International Monetary Fund (IMF) Managing Director Christine Lagarde shakes hands with Japanese Finance Minister Koriki Jojima before posing for a group photograph in Tokyo, October 12, 2012.
The head of the International Monetary Fund is issuing a fresh warning about the consequences of a lack of global economic growth. Meanwhile, the new leader of the World Bank is vowing to make fundamental changes to the largest global development institution.

Unless there is growth, the future of the global economy is in jeopardy. That is the warning IMF managing director Christine Lagarde delivered at the formal opening of the joint meeting with the World Bank Friday.

Her statement comes amid disagreement on the prescription to cure Europe's economic ills, especially for hard hit countries such as Greece.

Germany and the European Commission want to keep austerity measures in place so as not to potentially undermine the overall recovery plan.

German finance minister Wolfgang Schauble says there is “no alternative” to reducing, in the medium term, the high sovereign debts.

But the IMF seems to have softened its stance, now suggesting austerity programs, weighing heavily on millions of Europeans, should not focus on specific targets and countries should be given more time to cut debts.

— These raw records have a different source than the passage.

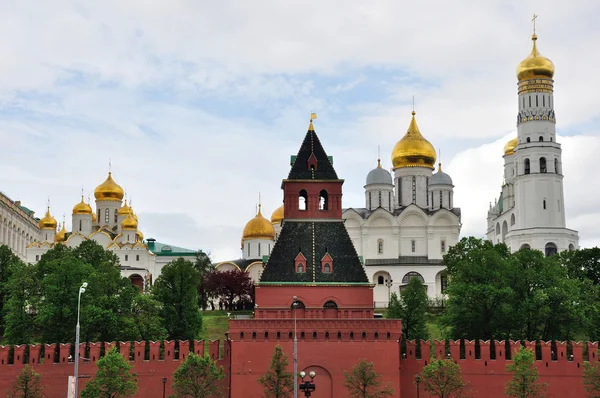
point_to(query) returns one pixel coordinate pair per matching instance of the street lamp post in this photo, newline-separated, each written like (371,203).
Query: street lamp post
(417,381)
(307,386)
(81,290)
(295,350)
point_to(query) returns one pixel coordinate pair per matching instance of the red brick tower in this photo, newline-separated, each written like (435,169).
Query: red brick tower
(315,261)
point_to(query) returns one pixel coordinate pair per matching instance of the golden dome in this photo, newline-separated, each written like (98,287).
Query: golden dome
(109,190)
(277,215)
(82,208)
(48,222)
(259,228)
(125,210)
(61,235)
(510,146)
(535,65)
(413,150)
(129,224)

Once growth is restored, Lagarde says, then it will be crucial to reduce those debts which she characterizes as vulnerably standing at “wartime levels” in developed countries.

"Reducing public debt is incredibly difficult without growth," she said. "High debt, in turn, makes it harder to get growth. So it's a very narrow path that needs to be taken. It's a narrow path. It's probably a long path and one for which there is probably no shortcut either. But that's the path that needs to be taken."

Lagarde was followed at the podium by World Bank president Jim Yong Kim, who took his post three months ago.

Kim is vowing to turn his 66-year-old institution, best known for making loans to developing countries, into a “solutions bank” more focused on results and able to more quickly implement projects it decides to support.

"It's time to bend the arc of history," he said. "With global solidarity underpinned by a relentless drive for results we can, we must and we will build shared prosperity and end poverty."

Kim, a physician and anthropologist by training, promises a year from now to unveil new goals intended to dramatically slash the number of people living in the worst conditions. But even Kim admits the challenge will be daunting amid a global economic slowdown.